Time to get tough on Australia’s continuing bad drug deal
Published by The Australian Financial Review, Monday 2 December 2013
Atorvastatin, which lowers cholesterol, is one of Australia’s most commonly prescribed drugs. On Sunday, the wholesale price of a box of 30 tablets fell almost 40 per cent, from $30.69 to $19.32. This sounds like a big drop. It isn’t.
The equivalent price for the drug in Britain is $2.84. In New Zealand it is $2.01. After pharmacy mark-ups, the December price reduction will save patients without a concession an average of around $7.25 per box of pills.
But if we had the UK’s wholesale prices, the saving would be around $19 extra. With New Zealand’s it would be around $20 extra.
Another example of what is wrong with pharmaceutical pricing in Australia.
Prices for seven drugs on the pharmaceutical benefits scheme dropped by an average of one-third on Sunday. The Grattan Institute’s new report, Poor Pricing Progress, argues that prices should have dropped much further.
The report compares the drugs that had price reductions Sunday with the lowest prices paid for them by governments in Britain, New Zealand and the Canadian province of Ontario.
It finds that even after the price cuts, Australia’s prices are more than 14 times what the United Kingdom pays, more than nine times what New Zealand pays and more than twice what Ontario pays.
Australia is paying an average of almost 16 times the lowest price in these three jurisdictions.
The result is at least $1 billion of excess costs to the Commonwealth government every year. Should this be tolerated in a time of “budget emergency”?
Sunday’s reductions are the result of an “expanded and accelerated price disclosure” policy for off-patent, or generic, drugs. The policy, introduced in 2007, requires manufacturers to disclose the prices they charge to pharmacies. After at least an 18-month lag, these prices are adopted as what government pays the manufacturer.
The “accelerated” label is clearly a misnomer: the prices reduce at a snail’s pace.
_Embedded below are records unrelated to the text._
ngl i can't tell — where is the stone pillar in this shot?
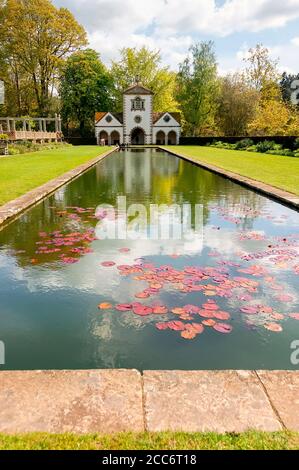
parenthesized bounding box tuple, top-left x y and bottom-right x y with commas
(6, 118, 10, 132)
(165, 133, 168, 145)
(12, 119, 16, 132)
(108, 134, 111, 146)
(23, 120, 26, 132)
(39, 119, 43, 132)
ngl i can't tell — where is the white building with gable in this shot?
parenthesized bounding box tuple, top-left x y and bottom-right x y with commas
(95, 82, 181, 146)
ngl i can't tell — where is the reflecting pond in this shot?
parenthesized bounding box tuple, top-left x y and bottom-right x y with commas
(0, 148, 298, 370)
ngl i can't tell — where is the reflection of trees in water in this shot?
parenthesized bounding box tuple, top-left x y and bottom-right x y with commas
(0, 149, 267, 266)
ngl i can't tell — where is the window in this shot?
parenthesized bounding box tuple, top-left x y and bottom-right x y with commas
(163, 115, 170, 123)
(131, 97, 145, 111)
(105, 115, 112, 123)
(134, 115, 142, 123)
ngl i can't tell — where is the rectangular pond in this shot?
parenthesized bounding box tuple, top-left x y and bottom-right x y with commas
(0, 148, 298, 370)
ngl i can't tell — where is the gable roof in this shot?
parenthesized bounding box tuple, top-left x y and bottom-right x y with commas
(153, 112, 181, 124)
(123, 84, 153, 95)
(95, 112, 123, 124)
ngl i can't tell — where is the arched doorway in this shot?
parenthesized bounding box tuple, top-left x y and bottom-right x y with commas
(99, 130, 108, 145)
(168, 131, 177, 145)
(111, 130, 120, 145)
(131, 127, 145, 145)
(156, 130, 165, 145)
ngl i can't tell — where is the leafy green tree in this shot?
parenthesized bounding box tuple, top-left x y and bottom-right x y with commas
(60, 49, 114, 136)
(111, 47, 178, 112)
(0, 0, 87, 116)
(176, 41, 219, 136)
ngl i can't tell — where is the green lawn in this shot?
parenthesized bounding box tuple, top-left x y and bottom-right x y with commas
(166, 146, 299, 196)
(0, 431, 298, 450)
(0, 146, 112, 206)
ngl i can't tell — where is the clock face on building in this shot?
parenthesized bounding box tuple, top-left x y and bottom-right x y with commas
(163, 115, 170, 122)
(105, 115, 112, 123)
(134, 116, 142, 124)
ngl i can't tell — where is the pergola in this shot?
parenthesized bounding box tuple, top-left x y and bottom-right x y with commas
(0, 114, 63, 141)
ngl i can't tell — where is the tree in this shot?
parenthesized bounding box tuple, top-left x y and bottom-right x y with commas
(111, 47, 178, 112)
(248, 93, 299, 136)
(60, 49, 114, 136)
(217, 73, 258, 136)
(0, 0, 87, 116)
(176, 42, 219, 136)
(244, 44, 280, 91)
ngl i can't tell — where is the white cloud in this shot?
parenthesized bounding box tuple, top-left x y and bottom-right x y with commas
(53, 0, 299, 70)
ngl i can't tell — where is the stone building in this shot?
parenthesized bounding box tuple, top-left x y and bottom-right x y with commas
(95, 82, 181, 145)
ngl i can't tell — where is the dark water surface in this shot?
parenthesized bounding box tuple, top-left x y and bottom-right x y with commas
(0, 149, 298, 370)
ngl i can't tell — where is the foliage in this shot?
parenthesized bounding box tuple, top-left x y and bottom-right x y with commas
(234, 138, 254, 149)
(248, 97, 299, 136)
(7, 141, 69, 155)
(217, 73, 258, 136)
(177, 42, 220, 136)
(0, 0, 87, 115)
(60, 49, 113, 136)
(255, 140, 277, 153)
(0, 133, 8, 140)
(243, 44, 280, 91)
(111, 47, 179, 112)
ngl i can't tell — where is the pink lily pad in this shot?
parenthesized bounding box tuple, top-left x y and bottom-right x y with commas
(213, 323, 233, 334)
(289, 313, 299, 320)
(101, 261, 116, 267)
(115, 303, 132, 311)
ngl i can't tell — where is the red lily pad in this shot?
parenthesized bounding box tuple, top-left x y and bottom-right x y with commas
(213, 311, 231, 321)
(240, 306, 258, 315)
(133, 305, 153, 316)
(101, 261, 116, 267)
(213, 323, 233, 334)
(264, 323, 283, 332)
(115, 303, 132, 311)
(152, 306, 168, 315)
(289, 313, 299, 320)
(202, 319, 216, 327)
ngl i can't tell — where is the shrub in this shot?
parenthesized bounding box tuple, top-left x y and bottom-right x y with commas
(266, 149, 294, 156)
(294, 138, 299, 150)
(0, 134, 8, 141)
(246, 145, 258, 152)
(255, 140, 277, 153)
(235, 138, 254, 150)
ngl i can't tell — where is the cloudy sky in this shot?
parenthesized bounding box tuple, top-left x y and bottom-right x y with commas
(53, 0, 299, 74)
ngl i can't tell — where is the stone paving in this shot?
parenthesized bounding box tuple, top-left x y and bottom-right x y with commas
(0, 370, 298, 433)
(163, 148, 299, 210)
(0, 148, 115, 228)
A far better policy is to benchmark prices against what comparable countries pay, not rely on what manufacturers can charge in a highly regulated market.
It is true that pricing settings deliver savings to government and consumers.
But every day, higher than necessary drug prices cost taxpayers and consumers millions of dollars.
A new government, a Commission of Audit, and an objective of reining in the budget deficit provide an opportunity to change policy settings and ensure Australia pays no more than comparable countries for prescription drugs.
The Commission of Audit must address this issue.
It will no doubt propose other measures that are genuinely tough choices – decisions that limit access to public services or raise taxes. Setting drug prices close to what other countries pay shouldn’t be a tough choice. It won’t reduce access to medicines because companies are selling the same drugs overseas for a tiny fraction of Australian prices.
If the commission, or the government, proposes other cuts yet leaves a highly flawed pharmaceutical pricing policy intact, it will have a hard time explaining why.